PP53A-1199:
Atmospheric Oxygen Variation Over the Last 100 Million Years

Friday, 19 December 2014
Andrew J. Watson1, Benjamin Mills2, Stuart J Daines2, Tim Michael Lenton2 and Claire Belcher2, (1)University of Exeter, Exeter, EX4, United Kingdom, (2)University of Exeter, Exeter, United Kingdom
Abstract:
There is no agreement over how atmospheric oxygen has varied over recent Earth history. Our knowledge of past O2 concentrations relies on biogeochemical modelling, constrained by geochemical data and proxies. There are however few direct indicators of oxygen concentrations, though the presence of fossil charcoal indicates that levels have not strayed outside the “fire window”, say below 16% or above 35%, during the last hundred million years. Different model predictions encompass both decreasing and increasing trends over this period however. These predictions are sensitive to weathering of continental rocks, which provide a sink for O2, but also a supply of phosphorus and sediment to the ocean, both of which increase carbon burial and thereby provide an oxygen source.

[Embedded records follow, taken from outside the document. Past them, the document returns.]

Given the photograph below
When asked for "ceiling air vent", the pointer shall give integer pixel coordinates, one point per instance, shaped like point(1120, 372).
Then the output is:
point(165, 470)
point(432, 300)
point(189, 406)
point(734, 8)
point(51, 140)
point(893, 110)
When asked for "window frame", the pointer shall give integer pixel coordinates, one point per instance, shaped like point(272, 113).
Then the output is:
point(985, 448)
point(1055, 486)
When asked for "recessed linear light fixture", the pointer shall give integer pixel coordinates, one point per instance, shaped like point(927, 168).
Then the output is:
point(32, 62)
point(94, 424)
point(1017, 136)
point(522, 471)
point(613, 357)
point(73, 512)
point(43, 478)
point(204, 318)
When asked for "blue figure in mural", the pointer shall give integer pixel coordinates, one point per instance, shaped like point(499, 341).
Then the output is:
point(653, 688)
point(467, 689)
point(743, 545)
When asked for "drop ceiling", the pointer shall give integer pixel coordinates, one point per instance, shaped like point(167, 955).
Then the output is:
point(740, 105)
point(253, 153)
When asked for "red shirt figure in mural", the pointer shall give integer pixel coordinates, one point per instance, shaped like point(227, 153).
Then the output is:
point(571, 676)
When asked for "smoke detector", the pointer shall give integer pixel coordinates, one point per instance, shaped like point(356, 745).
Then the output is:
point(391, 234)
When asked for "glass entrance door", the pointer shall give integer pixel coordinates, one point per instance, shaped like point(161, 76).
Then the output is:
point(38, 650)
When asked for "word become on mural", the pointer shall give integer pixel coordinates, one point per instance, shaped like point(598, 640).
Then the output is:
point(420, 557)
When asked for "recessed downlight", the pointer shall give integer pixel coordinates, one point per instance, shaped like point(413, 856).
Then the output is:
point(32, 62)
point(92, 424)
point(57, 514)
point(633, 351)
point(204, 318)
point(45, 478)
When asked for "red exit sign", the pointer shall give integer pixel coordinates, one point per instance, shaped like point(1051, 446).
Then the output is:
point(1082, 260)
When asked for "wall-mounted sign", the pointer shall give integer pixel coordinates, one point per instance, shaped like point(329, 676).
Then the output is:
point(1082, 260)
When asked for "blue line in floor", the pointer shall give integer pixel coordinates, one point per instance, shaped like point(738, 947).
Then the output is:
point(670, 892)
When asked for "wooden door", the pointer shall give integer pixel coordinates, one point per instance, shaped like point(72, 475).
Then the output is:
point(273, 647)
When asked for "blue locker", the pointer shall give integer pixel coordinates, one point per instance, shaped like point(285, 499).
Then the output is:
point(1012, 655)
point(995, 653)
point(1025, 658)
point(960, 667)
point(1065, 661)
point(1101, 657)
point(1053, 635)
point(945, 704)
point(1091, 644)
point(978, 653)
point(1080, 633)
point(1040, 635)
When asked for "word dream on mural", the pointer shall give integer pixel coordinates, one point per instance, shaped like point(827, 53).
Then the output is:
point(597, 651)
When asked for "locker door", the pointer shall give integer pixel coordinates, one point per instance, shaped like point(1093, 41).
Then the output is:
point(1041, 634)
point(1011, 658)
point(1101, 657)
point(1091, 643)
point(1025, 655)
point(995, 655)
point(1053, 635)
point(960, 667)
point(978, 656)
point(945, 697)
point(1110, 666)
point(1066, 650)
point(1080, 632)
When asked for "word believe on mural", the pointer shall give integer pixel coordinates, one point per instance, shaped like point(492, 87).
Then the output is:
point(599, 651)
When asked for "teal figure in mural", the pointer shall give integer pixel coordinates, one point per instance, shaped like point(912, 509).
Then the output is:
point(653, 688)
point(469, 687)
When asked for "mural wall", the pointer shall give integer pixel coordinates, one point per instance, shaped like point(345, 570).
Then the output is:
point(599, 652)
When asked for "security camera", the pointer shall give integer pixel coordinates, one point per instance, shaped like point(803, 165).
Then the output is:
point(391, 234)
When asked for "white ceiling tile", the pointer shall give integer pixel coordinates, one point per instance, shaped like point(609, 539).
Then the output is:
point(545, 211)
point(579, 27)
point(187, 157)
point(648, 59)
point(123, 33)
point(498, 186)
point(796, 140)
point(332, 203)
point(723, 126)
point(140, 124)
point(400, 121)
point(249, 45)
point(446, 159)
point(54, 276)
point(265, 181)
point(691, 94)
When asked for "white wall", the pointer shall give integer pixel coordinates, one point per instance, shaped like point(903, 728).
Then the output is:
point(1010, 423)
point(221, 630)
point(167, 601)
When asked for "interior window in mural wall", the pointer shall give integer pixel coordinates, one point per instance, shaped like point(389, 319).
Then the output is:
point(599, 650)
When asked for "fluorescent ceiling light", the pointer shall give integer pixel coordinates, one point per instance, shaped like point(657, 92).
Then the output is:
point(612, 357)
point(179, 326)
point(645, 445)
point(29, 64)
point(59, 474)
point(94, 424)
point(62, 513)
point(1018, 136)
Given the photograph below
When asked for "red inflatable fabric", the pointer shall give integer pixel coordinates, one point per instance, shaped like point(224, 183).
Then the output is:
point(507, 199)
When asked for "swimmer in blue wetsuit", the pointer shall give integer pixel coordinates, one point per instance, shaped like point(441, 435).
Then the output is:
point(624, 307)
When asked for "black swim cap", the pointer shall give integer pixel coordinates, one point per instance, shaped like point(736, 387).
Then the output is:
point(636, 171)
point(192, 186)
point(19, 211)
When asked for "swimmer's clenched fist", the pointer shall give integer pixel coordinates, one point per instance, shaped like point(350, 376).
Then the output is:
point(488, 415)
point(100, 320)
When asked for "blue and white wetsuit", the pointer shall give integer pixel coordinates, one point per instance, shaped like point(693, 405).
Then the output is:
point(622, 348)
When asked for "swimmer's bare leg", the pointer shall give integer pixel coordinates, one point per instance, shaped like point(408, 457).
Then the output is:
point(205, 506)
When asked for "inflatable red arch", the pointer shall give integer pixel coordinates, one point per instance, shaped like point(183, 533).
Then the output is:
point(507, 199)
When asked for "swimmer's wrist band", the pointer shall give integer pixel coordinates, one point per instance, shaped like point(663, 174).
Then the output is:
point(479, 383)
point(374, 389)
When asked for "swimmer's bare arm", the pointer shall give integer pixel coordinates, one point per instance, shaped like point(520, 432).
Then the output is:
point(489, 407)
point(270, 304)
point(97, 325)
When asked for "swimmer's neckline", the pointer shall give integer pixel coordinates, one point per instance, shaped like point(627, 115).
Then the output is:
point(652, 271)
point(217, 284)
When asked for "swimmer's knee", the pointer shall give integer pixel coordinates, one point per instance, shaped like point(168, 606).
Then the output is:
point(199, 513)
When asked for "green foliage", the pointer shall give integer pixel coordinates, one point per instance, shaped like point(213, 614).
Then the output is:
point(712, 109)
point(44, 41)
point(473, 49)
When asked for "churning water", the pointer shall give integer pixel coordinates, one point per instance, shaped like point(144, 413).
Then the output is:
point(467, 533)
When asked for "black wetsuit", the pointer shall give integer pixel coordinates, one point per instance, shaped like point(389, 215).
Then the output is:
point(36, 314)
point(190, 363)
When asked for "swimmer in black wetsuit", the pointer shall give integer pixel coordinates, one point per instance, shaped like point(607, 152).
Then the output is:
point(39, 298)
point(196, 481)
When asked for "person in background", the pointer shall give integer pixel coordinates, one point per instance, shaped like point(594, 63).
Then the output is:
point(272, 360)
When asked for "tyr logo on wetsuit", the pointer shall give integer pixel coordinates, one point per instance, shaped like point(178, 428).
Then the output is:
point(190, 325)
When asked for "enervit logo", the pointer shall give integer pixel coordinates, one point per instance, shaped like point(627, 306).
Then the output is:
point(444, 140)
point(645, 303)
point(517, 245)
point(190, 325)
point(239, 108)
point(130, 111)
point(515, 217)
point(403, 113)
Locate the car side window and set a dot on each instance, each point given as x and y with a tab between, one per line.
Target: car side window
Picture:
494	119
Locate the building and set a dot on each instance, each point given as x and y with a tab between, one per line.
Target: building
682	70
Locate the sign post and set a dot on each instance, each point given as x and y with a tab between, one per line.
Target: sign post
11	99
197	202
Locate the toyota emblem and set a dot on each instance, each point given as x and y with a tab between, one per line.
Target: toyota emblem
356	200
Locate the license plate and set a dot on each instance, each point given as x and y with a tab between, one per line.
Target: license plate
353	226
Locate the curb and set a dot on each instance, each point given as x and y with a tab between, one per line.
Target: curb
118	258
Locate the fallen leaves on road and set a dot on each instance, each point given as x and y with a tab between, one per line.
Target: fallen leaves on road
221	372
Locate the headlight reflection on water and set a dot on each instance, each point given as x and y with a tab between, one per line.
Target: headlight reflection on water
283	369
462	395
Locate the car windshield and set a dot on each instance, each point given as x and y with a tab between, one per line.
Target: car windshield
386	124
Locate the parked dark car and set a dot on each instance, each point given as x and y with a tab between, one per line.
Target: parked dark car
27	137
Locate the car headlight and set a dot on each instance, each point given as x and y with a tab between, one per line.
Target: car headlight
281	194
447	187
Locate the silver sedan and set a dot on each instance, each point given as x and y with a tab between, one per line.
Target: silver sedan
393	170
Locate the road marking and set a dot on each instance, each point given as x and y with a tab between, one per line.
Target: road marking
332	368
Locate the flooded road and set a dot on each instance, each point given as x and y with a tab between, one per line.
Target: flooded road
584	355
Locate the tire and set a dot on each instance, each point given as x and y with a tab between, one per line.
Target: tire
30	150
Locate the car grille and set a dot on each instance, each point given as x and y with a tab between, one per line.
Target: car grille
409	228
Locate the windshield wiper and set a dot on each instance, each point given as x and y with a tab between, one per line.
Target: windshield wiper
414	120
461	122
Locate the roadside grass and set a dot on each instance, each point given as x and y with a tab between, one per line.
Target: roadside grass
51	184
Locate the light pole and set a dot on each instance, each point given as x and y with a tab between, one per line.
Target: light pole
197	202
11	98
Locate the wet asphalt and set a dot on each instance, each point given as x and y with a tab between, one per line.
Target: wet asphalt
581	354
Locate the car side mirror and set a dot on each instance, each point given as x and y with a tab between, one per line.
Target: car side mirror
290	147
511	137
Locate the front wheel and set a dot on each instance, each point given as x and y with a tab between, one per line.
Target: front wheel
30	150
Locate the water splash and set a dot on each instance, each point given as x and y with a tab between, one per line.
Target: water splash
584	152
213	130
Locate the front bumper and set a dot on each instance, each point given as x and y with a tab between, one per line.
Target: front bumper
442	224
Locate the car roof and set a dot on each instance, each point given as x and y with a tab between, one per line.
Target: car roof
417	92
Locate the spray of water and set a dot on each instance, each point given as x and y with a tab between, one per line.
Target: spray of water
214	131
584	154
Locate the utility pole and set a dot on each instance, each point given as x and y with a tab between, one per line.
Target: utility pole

Here we update our COPSE model with a more detailed treatment than hitherto, incorporating new input data, seafloor weathering processes, and different compositions and weatherability of granites and basalts. Our model suggests a broadly declining O2 trend over the late Mesozoic to present. An alternative forcing uses the phosphorus deposition curve of Follmi (1995), which is constructed from P measurements in ocean cores, and indicates P fluxes to the oceans that have varied over time by two orders of magnitude. Used to drive the model this also results in a declining long-term trend for atmospheric O2 over the last hundred million years, but with dramatic shorter-term variations superposed on the trend. These however stay (just) within the “fire window” for oxygen concentrations, and can be tentatively related to the evolution of fire adaptations in plants.